Qual è la radice profonda di questo problema culturale che incide sulla decisioni prese in sede europea?

Quando ad esempio si dice che ci siamo staccati, più o meno consapevolmente, dalle radici cristiane del nostro continente si dà già una spiegazione abbastanza chiara del fenomeno culturale che sta alla base di certe decisioni. Questo staccarsi dalle radici ha significato non solo perdere o far sbiadire un elemento unitario molto forte, ma ha significato anche perdere un tratto essenziale che caratterizza il cristiano, cioè l’apertura al nuovo. Come infatti diceva San Paolo, il cristiano guarda al nuovo, e non ne ha paura. Ebbene, l’affievolirsi delle nostre radici cristiane comporta anche una chiusura, porta ad un’Europa ripiegata su se stessa, e sulle idee che la caratterizzano a partire dal tardo ’700. Una società che si ripiega, che non ha più il coraggio di guardare al nuovo che avanza diventa una società stagnante.



Il percorso dell’Europa unita parte dall’aspetto economico (unità economica europea) per arrivare infine all’aspetto politico: a che punto siamo in questo percorso? L’approdo all’unità politica si intravede o è ancora lontano, o addirittura inarrivabile?

Noi siamo certamente giunti al punto di capire con estrema chiarezza che la politica, se ben intesa e altrettanto ben praticata, deve necessariamente guidare i grandi processi e le grandi trasformazioni. Non nasce una grande realtà politica soltanto perché ci si unisce economicamente; la politica – ripeto, se ben praticata – ha una sua funzione essenziale. A tale consapevolezza non è seguita però una concreta attuazione: abbiamo ancora diverse politiche nazionali e siamo molto distanti dall’avere una politica europea, sentita come tale se non proprio da tutta l’Europa, almeno dalla gran parte di essa.

Anche l’attuale crisi ha certamente influito molto sui temi di cui stiamo parlando: al di là del semplice aspetto economico, c’è proprio tutto un sistema sovranazionale che è entrato in crisi. Come cambia l’Europa in questo contesto?

Potrebbe cambiare molto, ma il condizionale è d’obbligo. Intendo dire che l’Europa, se lo volesse, potrebbe proprio in questa situazione ricorrere al suo eccezionale patrimonio di storia e di idee, decisive per ridisegnare le nostre istituzioni. Non possiamo infatti rimanere presi nella tenaglia che vede da una parte lo Stato come era concepito fino al secolo scorso, un’istituzione che è andata via via funzionando con sempre maggiori inconvenienti e difficoltà, e dall’altra parte le forme istituzionali che si approssimino sempre di più a una larga comunità. Dobbiamo saper impostare il problema in modo diverso, riprendendo ad esempio in termini molto più approfonditi il tema del rapporto fra una comunità e il suo territorio, e quali sono le istituzioni che permettono il raccordo tra quelle comunità e quel territorio con le comunità e i territori vicini. Credo che si possano e si debbano costruire forme nuove di unità attraverso i rapporti tra comunità.
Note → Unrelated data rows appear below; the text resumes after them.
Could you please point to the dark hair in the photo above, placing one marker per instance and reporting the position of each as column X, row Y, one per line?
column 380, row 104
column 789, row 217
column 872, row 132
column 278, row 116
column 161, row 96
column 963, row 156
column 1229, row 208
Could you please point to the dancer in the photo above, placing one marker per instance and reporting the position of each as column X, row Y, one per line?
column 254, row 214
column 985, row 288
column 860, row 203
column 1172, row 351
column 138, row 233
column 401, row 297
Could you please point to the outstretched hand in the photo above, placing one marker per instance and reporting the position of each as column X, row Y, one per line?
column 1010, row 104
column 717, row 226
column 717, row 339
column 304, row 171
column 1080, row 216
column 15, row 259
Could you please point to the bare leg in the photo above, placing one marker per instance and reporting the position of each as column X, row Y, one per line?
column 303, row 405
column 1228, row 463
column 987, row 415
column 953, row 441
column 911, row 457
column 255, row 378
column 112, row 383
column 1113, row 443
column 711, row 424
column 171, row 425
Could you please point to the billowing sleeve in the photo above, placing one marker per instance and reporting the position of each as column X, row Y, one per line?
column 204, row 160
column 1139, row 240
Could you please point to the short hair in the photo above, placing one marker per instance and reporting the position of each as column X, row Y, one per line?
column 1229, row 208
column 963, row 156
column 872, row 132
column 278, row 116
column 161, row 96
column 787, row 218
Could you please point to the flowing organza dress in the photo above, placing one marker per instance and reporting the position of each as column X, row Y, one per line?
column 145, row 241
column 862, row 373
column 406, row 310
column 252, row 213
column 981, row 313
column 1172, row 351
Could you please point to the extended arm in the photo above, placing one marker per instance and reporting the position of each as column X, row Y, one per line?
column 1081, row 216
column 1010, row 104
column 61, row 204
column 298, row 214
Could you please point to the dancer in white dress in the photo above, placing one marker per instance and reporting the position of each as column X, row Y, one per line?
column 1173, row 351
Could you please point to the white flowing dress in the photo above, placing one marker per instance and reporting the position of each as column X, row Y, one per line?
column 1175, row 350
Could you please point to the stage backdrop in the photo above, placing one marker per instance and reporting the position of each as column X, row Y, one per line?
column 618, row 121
Siamo partiti dagli elettori e concludiamo con gli eletti: quale deve essere il compito di un politico eletto al Parlamento europeo?

L’eletto si troverà ad essere carico di molte responsabilità nella misura in cui prenderà chiaramente coscienza delle difficoltà del momento. Il compito principale di un eletto, che è rappresentante di tanti cittadini che si sentono rappresentati in modo diverso, è forse quello di provare lui stesso ad essere un rappresentato. Deve saper dire: io come rappresentato, ponendomi dalla parte del rappresentato, che cosa porto in questo luogo? Quali dei miei valori e dei miei convincimenti porto qui? Solo così, con questo impeto, potrà fare in modo che quel luogo, il Parlamento europeo, non rimanga solo la somma un po’ scomposta di cose vecchie.